I can prove the 2nd Isomorphism Theorem in the usual way, but for fun I'm trying to prove that the map $HN \rightarrow H/(H\cap N)$ given by $\phi(hn)=h(H\cap N)$ is a homomorphism. I've gotten as far as showing that $ \phi(h_1n_1h_2n_2) = h_1h_2n'(H\cap N)$ but can't see my way to forward. Is this the right map to have chosen?
Statement of the 2nd Isomorphism Theorem: Let $H\leq G$ and $K\trianglelefteq G$. Then $K\trianglelefteq HK$ and $H\cap K \trianglelefteq H$ and $HK/K \equiv H/(H\cap K)$.

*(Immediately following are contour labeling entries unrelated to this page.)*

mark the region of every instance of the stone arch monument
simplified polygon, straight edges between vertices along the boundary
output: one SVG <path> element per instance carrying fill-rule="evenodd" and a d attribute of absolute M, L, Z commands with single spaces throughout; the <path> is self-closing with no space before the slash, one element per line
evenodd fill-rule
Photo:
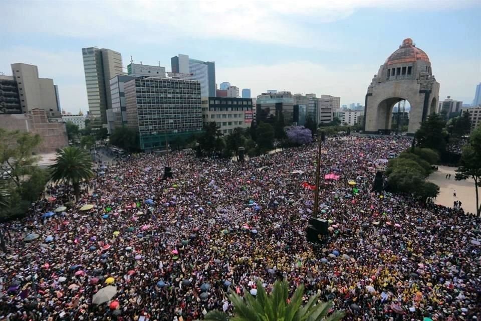
<path fill-rule="evenodd" d="M 392 108 L 405 100 L 411 105 L 408 135 L 413 135 L 421 122 L 437 112 L 439 84 L 431 70 L 427 55 L 410 38 L 381 66 L 367 89 L 364 104 L 364 132 L 389 133 Z"/>

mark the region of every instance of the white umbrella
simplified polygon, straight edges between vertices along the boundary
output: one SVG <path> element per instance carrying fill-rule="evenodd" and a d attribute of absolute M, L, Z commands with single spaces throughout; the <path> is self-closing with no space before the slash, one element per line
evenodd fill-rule
<path fill-rule="evenodd" d="M 101 304 L 108 301 L 117 294 L 117 287 L 109 285 L 103 287 L 94 294 L 92 298 L 92 303 L 94 304 Z"/>

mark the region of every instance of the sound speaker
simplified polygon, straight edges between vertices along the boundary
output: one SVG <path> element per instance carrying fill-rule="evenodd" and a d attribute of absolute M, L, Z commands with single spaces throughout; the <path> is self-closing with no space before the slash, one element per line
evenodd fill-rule
<path fill-rule="evenodd" d="M 378 171 L 376 172 L 376 177 L 374 178 L 374 184 L 372 187 L 373 191 L 381 192 L 384 189 L 383 174 L 384 172 L 381 171 Z"/>
<path fill-rule="evenodd" d="M 327 235 L 328 233 L 327 228 L 329 227 L 329 223 L 326 220 L 311 217 L 309 219 L 309 224 L 321 234 Z"/>
<path fill-rule="evenodd" d="M 164 168 L 164 179 L 171 179 L 174 177 L 174 173 L 172 172 L 172 168 L 166 166 Z"/>

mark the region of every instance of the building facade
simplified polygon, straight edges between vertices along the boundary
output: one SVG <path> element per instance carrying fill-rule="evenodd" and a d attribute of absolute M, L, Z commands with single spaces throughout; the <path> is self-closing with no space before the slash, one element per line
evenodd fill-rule
<path fill-rule="evenodd" d="M 462 108 L 462 102 L 453 100 L 450 96 L 439 103 L 439 106 L 436 111 L 444 115 L 446 119 L 449 119 L 458 115 Z"/>
<path fill-rule="evenodd" d="M 96 126 L 107 126 L 107 109 L 112 106 L 110 79 L 123 75 L 122 56 L 110 49 L 95 47 L 82 48 L 82 54 L 89 116 Z"/>
<path fill-rule="evenodd" d="M 0 114 L 0 128 L 38 134 L 42 140 L 34 152 L 55 152 L 57 149 L 68 146 L 69 141 L 65 124 L 51 121 L 48 115 L 49 112 L 51 112 L 35 109 L 25 114 Z"/>
<path fill-rule="evenodd" d="M 194 80 L 137 78 L 125 83 L 127 125 L 140 148 L 165 148 L 166 140 L 202 130 L 200 84 Z"/>
<path fill-rule="evenodd" d="M 250 98 L 251 97 L 251 89 L 249 88 L 244 88 L 242 90 L 242 98 Z"/>
<path fill-rule="evenodd" d="M 469 120 L 471 122 L 471 131 L 481 125 L 481 106 L 465 108 L 461 109 L 461 115 L 465 112 L 469 113 Z"/>
<path fill-rule="evenodd" d="M 13 76 L 0 75 L 0 114 L 21 114 L 19 87 Z"/>
<path fill-rule="evenodd" d="M 53 80 L 39 77 L 37 66 L 27 64 L 12 64 L 13 79 L 17 82 L 22 111 L 33 109 L 59 110 Z"/>
<path fill-rule="evenodd" d="M 280 91 L 271 94 L 263 93 L 257 96 L 256 119 L 258 122 L 273 122 L 276 116 L 282 113 L 284 123 L 294 122 L 294 99 L 290 91 Z"/>
<path fill-rule="evenodd" d="M 62 120 L 64 122 L 71 122 L 77 125 L 79 129 L 85 128 L 85 117 L 83 115 L 62 115 Z"/>
<path fill-rule="evenodd" d="M 165 67 L 131 63 L 127 66 L 127 73 L 131 77 L 165 77 Z M 111 80 L 112 78 L 110 78 Z"/>
<path fill-rule="evenodd" d="M 230 87 L 230 83 L 228 81 L 224 81 L 220 83 L 220 85 L 219 86 L 219 89 L 221 90 L 225 90 L 229 87 Z"/>
<path fill-rule="evenodd" d="M 481 106 L 481 82 L 476 86 L 476 91 L 474 92 L 474 99 L 472 100 L 473 107 Z"/>
<path fill-rule="evenodd" d="M 207 123 L 215 121 L 223 135 L 230 133 L 238 127 L 250 127 L 253 116 L 252 99 L 219 97 L 202 98 L 202 122 Z"/>
<path fill-rule="evenodd" d="M 240 96 L 239 96 L 239 87 L 235 86 L 229 86 L 227 88 L 227 96 L 234 98 L 240 98 Z"/>

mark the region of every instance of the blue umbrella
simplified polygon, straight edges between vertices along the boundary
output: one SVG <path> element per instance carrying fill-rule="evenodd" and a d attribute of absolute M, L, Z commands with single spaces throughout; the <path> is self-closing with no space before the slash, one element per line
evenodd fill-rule
<path fill-rule="evenodd" d="M 53 212 L 47 212 L 45 214 L 43 214 L 42 216 L 42 217 L 50 217 L 51 216 L 53 216 L 55 215 L 55 213 L 54 213 Z"/>
<path fill-rule="evenodd" d="M 202 292 L 205 292 L 206 291 L 208 291 L 210 289 L 210 285 L 206 283 L 204 283 L 202 285 L 200 285 L 200 290 Z"/>

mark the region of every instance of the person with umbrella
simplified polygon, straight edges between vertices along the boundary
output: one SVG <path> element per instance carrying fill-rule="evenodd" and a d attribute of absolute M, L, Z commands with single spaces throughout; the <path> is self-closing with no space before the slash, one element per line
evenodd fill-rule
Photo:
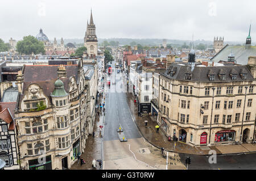
<path fill-rule="evenodd" d="M 158 133 L 159 131 L 159 126 L 157 125 L 155 127 L 156 128 L 156 133 Z"/>
<path fill-rule="evenodd" d="M 100 169 L 101 169 L 101 159 L 97 159 L 96 160 L 96 161 L 97 161 L 98 162 L 98 165 L 100 165 Z"/>
<path fill-rule="evenodd" d="M 92 167 L 93 168 L 93 169 L 96 169 L 96 161 L 95 161 L 94 159 L 93 159 L 93 162 L 92 162 Z"/>

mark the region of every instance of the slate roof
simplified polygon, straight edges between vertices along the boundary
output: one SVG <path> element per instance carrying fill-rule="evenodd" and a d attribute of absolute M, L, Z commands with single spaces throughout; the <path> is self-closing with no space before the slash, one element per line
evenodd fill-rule
<path fill-rule="evenodd" d="M 186 80 L 185 79 L 185 74 L 188 71 L 188 69 L 191 69 L 191 65 L 185 64 L 175 64 L 172 63 L 167 69 L 164 73 L 162 74 L 170 78 L 173 78 L 180 81 L 192 81 L 192 82 L 236 82 L 236 81 L 245 81 L 242 79 L 240 73 L 244 72 L 247 73 L 246 81 L 254 81 L 254 79 L 251 75 L 251 73 L 248 70 L 245 65 L 228 65 L 228 66 L 199 66 L 201 64 L 196 64 L 193 71 L 191 71 L 191 79 Z M 176 69 L 176 70 L 175 70 Z M 175 73 L 172 77 L 170 76 L 171 70 L 175 70 Z M 215 75 L 214 81 L 209 81 L 209 72 Z M 226 74 L 226 79 L 225 81 L 220 80 L 218 77 L 220 71 L 224 72 Z M 238 75 L 236 80 L 232 80 L 230 74 L 232 72 L 238 73 Z"/>
<path fill-rule="evenodd" d="M 14 130 L 15 127 L 14 117 L 14 110 L 16 102 L 2 103 L 0 102 L 0 119 L 9 124 L 8 130 Z"/>
<path fill-rule="evenodd" d="M 232 52 L 235 57 L 237 64 L 246 65 L 248 62 L 248 57 L 256 56 L 256 46 L 251 46 L 245 48 L 245 46 L 231 46 L 226 45 L 210 60 L 215 62 L 219 61 L 228 61 L 228 57 Z"/>
<path fill-rule="evenodd" d="M 16 102 L 17 101 L 18 94 L 18 87 L 13 87 L 11 86 L 3 91 L 1 102 Z"/>

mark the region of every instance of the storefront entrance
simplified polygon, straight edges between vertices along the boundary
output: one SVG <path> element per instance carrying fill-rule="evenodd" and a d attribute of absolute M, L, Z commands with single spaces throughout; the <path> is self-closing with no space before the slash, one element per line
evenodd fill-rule
<path fill-rule="evenodd" d="M 207 136 L 208 134 L 207 132 L 203 132 L 201 134 L 200 145 L 203 145 L 207 144 Z"/>
<path fill-rule="evenodd" d="M 43 161 L 38 158 L 29 160 L 28 165 L 30 170 L 52 170 L 51 157 L 51 155 L 47 156 L 43 158 Z"/>
<path fill-rule="evenodd" d="M 73 160 L 75 160 L 77 158 L 77 155 L 80 153 L 80 139 L 79 138 L 73 144 Z"/>
<path fill-rule="evenodd" d="M 68 157 L 61 159 L 62 170 L 68 169 Z"/>
<path fill-rule="evenodd" d="M 247 142 L 248 135 L 250 132 L 250 129 L 248 128 L 245 129 L 243 130 L 243 142 Z"/>
<path fill-rule="evenodd" d="M 161 127 L 163 129 L 163 131 L 166 132 L 166 133 L 167 133 L 167 120 L 165 120 L 164 117 L 162 117 L 161 119 Z"/>
<path fill-rule="evenodd" d="M 180 130 L 179 140 L 184 142 L 186 142 L 187 132 L 185 130 Z"/>
<path fill-rule="evenodd" d="M 215 142 L 235 141 L 236 131 L 234 130 L 221 131 L 215 133 Z"/>

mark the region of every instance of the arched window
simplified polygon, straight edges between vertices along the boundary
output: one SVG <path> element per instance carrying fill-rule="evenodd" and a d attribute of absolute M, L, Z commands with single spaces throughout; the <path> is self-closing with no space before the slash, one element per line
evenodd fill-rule
<path fill-rule="evenodd" d="M 42 142 L 38 142 L 35 145 L 35 154 L 41 153 L 39 150 L 44 151 L 44 144 Z"/>
<path fill-rule="evenodd" d="M 33 133 L 40 133 L 43 132 L 43 124 L 42 121 L 35 121 L 32 123 L 32 130 L 33 131 Z"/>

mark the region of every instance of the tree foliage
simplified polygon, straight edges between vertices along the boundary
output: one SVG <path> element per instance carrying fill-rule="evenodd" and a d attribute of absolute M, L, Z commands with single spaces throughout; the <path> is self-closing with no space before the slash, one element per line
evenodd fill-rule
<path fill-rule="evenodd" d="M 7 52 L 10 48 L 10 45 L 9 43 L 5 43 L 1 39 L 0 39 L 0 52 Z"/>
<path fill-rule="evenodd" d="M 23 40 L 18 41 L 16 48 L 20 54 L 31 54 L 34 53 L 43 54 L 46 53 L 43 43 L 31 35 L 24 36 Z"/>
<path fill-rule="evenodd" d="M 84 51 L 87 50 L 87 48 L 85 47 L 79 47 L 76 49 L 76 53 L 75 53 L 75 55 L 76 56 L 82 56 L 82 54 L 84 53 Z"/>

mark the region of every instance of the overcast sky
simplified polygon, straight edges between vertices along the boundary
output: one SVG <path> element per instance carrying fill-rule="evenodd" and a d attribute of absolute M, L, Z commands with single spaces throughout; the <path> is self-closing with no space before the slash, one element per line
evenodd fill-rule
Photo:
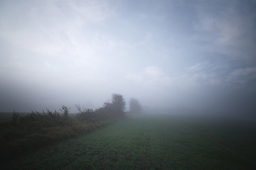
<path fill-rule="evenodd" d="M 0 111 L 256 110 L 256 1 L 0 1 Z"/>

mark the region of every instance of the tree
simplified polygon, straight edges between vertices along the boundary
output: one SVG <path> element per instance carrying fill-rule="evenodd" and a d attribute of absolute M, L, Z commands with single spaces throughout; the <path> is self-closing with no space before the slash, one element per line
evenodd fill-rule
<path fill-rule="evenodd" d="M 135 98 L 132 98 L 129 102 L 129 111 L 133 113 L 140 113 L 142 112 L 142 107 L 139 101 Z"/>

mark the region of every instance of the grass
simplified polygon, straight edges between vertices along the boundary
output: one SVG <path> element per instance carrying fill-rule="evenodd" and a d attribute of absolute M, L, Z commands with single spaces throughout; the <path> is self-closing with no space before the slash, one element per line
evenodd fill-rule
<path fill-rule="evenodd" d="M 256 169 L 255 126 L 139 115 L 6 162 L 1 169 Z"/>

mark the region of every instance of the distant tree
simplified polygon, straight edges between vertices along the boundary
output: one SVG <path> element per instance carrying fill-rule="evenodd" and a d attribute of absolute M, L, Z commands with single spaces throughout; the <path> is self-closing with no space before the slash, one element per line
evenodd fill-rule
<path fill-rule="evenodd" d="M 114 113 L 123 115 L 124 113 L 126 103 L 123 96 L 113 94 L 112 96 L 112 108 Z"/>
<path fill-rule="evenodd" d="M 139 101 L 135 98 L 132 98 L 129 102 L 129 111 L 133 113 L 140 113 L 142 112 L 142 107 Z"/>

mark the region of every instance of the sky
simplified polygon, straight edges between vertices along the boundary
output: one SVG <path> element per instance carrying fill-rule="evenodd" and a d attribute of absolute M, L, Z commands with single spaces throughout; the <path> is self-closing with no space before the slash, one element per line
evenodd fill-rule
<path fill-rule="evenodd" d="M 1 0 L 0 111 L 119 94 L 256 115 L 255 30 L 255 0 Z"/>

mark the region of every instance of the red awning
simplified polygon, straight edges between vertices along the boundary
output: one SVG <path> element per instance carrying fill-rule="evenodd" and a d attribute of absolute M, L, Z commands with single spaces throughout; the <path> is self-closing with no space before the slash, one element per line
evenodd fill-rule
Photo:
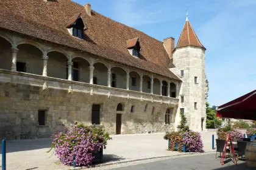
<path fill-rule="evenodd" d="M 218 107 L 216 115 L 256 120 L 256 90 Z"/>

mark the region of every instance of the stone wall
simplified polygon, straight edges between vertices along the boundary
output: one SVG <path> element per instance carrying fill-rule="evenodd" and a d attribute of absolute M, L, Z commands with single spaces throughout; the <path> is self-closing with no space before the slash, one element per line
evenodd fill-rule
<path fill-rule="evenodd" d="M 115 134 L 116 106 L 124 106 L 122 114 L 122 134 L 144 133 L 146 129 L 165 132 L 173 129 L 176 109 L 171 117 L 171 124 L 165 124 L 165 111 L 174 104 L 127 100 L 123 97 L 93 95 L 90 93 L 48 89 L 9 83 L 0 83 L 0 137 L 22 139 L 49 137 L 54 132 L 63 131 L 76 121 L 91 124 L 93 104 L 100 104 L 101 124 L 111 134 Z M 148 104 L 145 110 L 145 106 Z M 130 107 L 134 106 L 134 112 Z M 152 107 L 155 107 L 152 112 Z M 38 125 L 38 110 L 46 110 L 46 125 Z"/>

First it's not difficult to show that your $\phi$ is well defined, i.e. if $hn=h'n'$, then $\phi(hn)=\phi(h'n').$
Since $HN$ is a subgroup, this means $h_1n_1h_2n_2\in HN$ for $h_1,h_2\in H,n_1,n_2\in N$. Thus there exists $h'\in H,n'\in N$ such that $$h_1n_1h_2n_2=h'n',\quad (*).$$ For each $h\in H$, denote $[h]:=h(H\cap N)\in H/(H\cap N)$. To prove that $\phi$ is a homomorphism, it suffices to prove that $$[h_1][h_2]=[h'].$$ Noting that $[h_1h_2]=[h_1][h_2]$, it suffices to prove that $$(h_1h_2)^{-1}h'\in H\cap N.$$ To see this fact: since $N$ is normal, there exists $m\in N$ such that $$n_1=h_2mh_2^{-1},$$ and by $(*)$ we have $$h_1h_2mn_2=h'n'.$$ It follows that $$mn_2(n')^{-1}=(h_1h_2)^{-1}h',\quad (**).$$ Since $$\text{LHS of }(**)\in N,\quad \text{RHS of }(**)\in H,$$ it follows that $(h_1h_2)^{-1}h'\in H\cap N$. This proves that $\phi$ is a homomorphism.
It's trivial that $\phi$ is surjective with $\text{Ker}(\phi)=N$. Thus by the first isomorphism theorem $$(HN)/N\cong H/(H\cap N).$$